Education, education, education...

Those of you following my twitter feed (apparently there's 56 people following me - so when I tweet this I might get a few more readers) will have noticed I've been tweeting reasons why I think it's time to get rid of Labour. Some of these tweets when imported by facebook have led to some interesting debates there.

The most interesting, and yet fundamentally irrelevant one though, came from one friend who insists that it's unacceptable that the "privileged" are over represented in the Tory Shadow Cabinet. He based this on the assertion that several of them have been educated in private schools and then went onto Oxbridge (mostly Oxford). He clearly feels that being privately educated gives you an unfair start in life.

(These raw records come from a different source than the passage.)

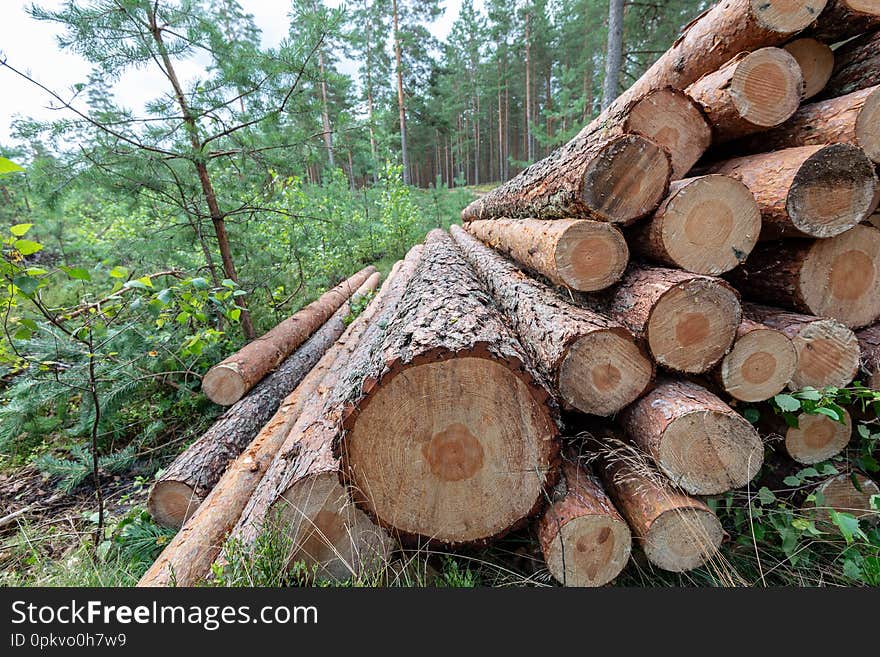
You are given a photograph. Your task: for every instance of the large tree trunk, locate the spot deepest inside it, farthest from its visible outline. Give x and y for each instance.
(677, 532)
(592, 362)
(752, 92)
(816, 60)
(850, 119)
(828, 352)
(762, 362)
(182, 487)
(230, 379)
(856, 66)
(696, 439)
(689, 321)
(809, 191)
(577, 253)
(585, 541)
(837, 277)
(450, 433)
(707, 225)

There's little doubt in one sense that it does - apart from anything else, look at the Labour cabinet that also has plenty of privately educated people - Straw, Harman, Balls for a start (Straw apparently attended Brentwood School on a scholarship/funded place - which only proves that simply looking at the school proves nothing about background!)

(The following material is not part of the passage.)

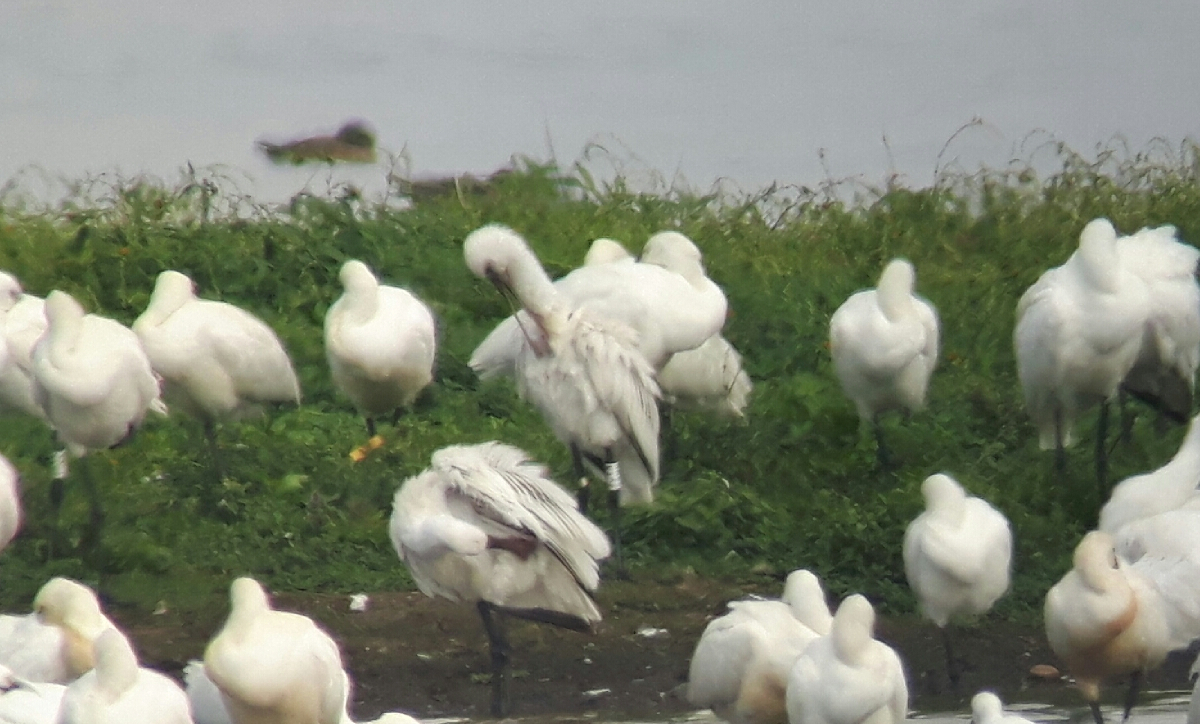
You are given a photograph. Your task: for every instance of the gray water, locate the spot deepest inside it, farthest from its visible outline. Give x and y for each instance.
(687, 93)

However, I'm not convinced that being privately educated makes all that much difference - after all, state education didn't exactly stop the Milliband brothers getting into the cabinet.

My son is four - he seems quite bright, though it's hard to be objective about this. If he ends being educated in our part of Essex, he has a number of good state schools to chose from, in Brentwood or in Chelmsford (or possibly in his case, Hornchurch). There is little doubt in my mind that the key influence in whether or not he goes to Oxbridge is not whether or not I pay for his education - but whether or not he has the natural ability to do so.

The reason for this is simple - the school really isn't the determining factor for most children in terms of their future - it's the parents. If you come from a background where university education is taken for granted, you most likely will end up going to university. If you come from a background where it isn't - then your chances of going are considerably lower (my paternal grandmother didn't go to university partly because she felt it wasn't for her - it was my father who was the first to go). I am the eldest of eight - the only two who don't have degrees are the two who aren't old enough to have graduated yet - and several of my siblings either have or are studying for postgraduate degrees. None of us went to posh schools - in fact my secondary school was particularly ordinary.

The state schools, such as King Edward VI in Chelmsford - that regularly rank at the top of the league tables and often send 10 to 20 to Oxbridge each year - are in one sense self perpetuating. The sort of parent that values academic excellence is more likely to send their child to that school than the parents who don't (and for what it's worth - an academic education isn't for every child - it may not be for mine).

So it's not the schools that matter - it's the parents. And if you're unfortunate not to have the "right" set of parents, you are doing to start at a disadvantage.